Former National Security Adviser Slams Biden Administration, Calls For Tough Stance On Pakistan
WASHINGTON — Former US National Security Adviser H.R. McMaster, on Aug. 12, slammed the Joseph R. Biden administration over Afghanistan withdrawal and said that time has come to take a tough stand on Pakistan.
“We stopped actively targeting the Taliban in Afghanistan during the — what I would call, again — the capitulation negotiations,” said McMaster, who worked as then-President Donald Trump’s second White House national security adviser.
“And then, once that capitulation agreement was signed, we were hands-off with the Taliban. Meanwhile, the Taliban were marshaling for this offensive.”
He was speaking at Wilson Center, a DC-based think tank event.
McMaster, a retired lieutenant general in the US Army, said what comes next may be worse than the bloody civil war that ravaged Afghanistan from 1992 to 1996.
“This will be that crisis on steroids,” the former head of the National Security Agency said.
“Why? You know, in 2001, the population of Kabul was 500,000. Today, it’s over five million,” said the former national security adviser.
Biden had announced that the US troops would leave Afghanistan by the end of Aug. 31.
Having served the US army for 34 years, the veteran pinned down Pakistan, saying that security in Pakistan is ‘inexorably connected’ to what happens in Afghanistan.
“We have to send an unambiguous message to Pakistan.
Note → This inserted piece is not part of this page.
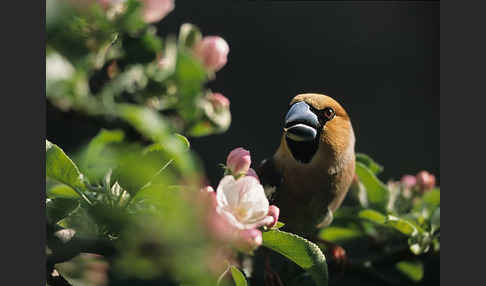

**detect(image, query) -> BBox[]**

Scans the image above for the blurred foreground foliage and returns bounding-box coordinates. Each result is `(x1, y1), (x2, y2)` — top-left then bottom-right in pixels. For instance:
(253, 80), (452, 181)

(46, 0), (440, 286)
Pakistan has to stop supporting these groups, going after them selectively, using jihadist terrorists as part of their policy,” McMaster said.
The former national security adviser chief also blamed China for its vested interest in the region.
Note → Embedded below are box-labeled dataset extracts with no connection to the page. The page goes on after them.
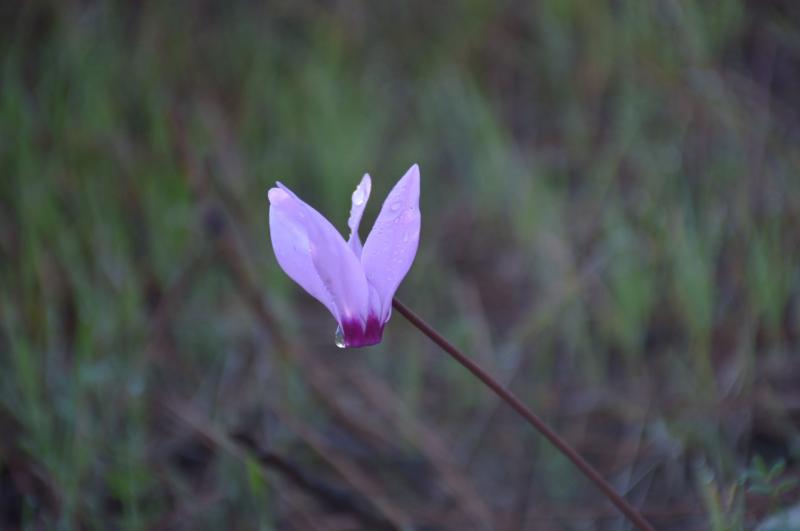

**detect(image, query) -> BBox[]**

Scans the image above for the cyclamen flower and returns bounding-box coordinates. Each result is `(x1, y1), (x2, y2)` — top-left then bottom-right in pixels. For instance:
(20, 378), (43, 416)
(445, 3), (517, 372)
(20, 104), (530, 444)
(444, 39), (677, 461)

“Pakistan’s greatest state sponsor is China,” said McMaster, adding that China wants to keep Pakistan on life support financially and economically.
“China should have an interest in Pakistan no longer supporting terror groups.”
McMaster said that the US withdrawal could have repercussions in Afghanistan and result in an unstable South Asia region.
“They [terror groups] can initiate a cycle of sectarian violence in India,” the former US national security adviser said.
Meanwhile, Afghanistan’s Foreign Ministry has sent out a strong message against Pakistani Foreign Minister Shah Mahmood Qureshi’s statement on Islamabad being made a “scapegoat” for the mistakes of those in Afghanistan.
The Afghan Foreign Ministry has said that Islamabad should act against the secure hideouts of terrorists on its soil and cut land access to the Taliban and other terror groups.
Afghanistan foreign ministry, in its statement, said that the terrorists are benefiting from safe havens which are being used to insecure Afghanistan.
With their recent escalation in violence, the Taliban defied their international commitments and are yet to break relations with global terror groups, as per the statement.
“The Islamic Republic of Afghanistan is committed to a negotiated settlement to the crisis in Afghanistan and pleads political solution to the misery,” the statement said.
Pakistani Foreign Minister Shah Mahmood Qureshi has named some unnamed forces to be working against peace in Afghanistan and urged the group to be monitored.
Qureshi said that efforts are going on to hold Pakistan responsible for the situation in Afghanistan, which he believes is a faction outside Afghanistan spoiling the peace process, as per media reports.
As the Taliban intensified attacks, Afghanistan has started urging global organizations and addressing the country’s deteriorating situation.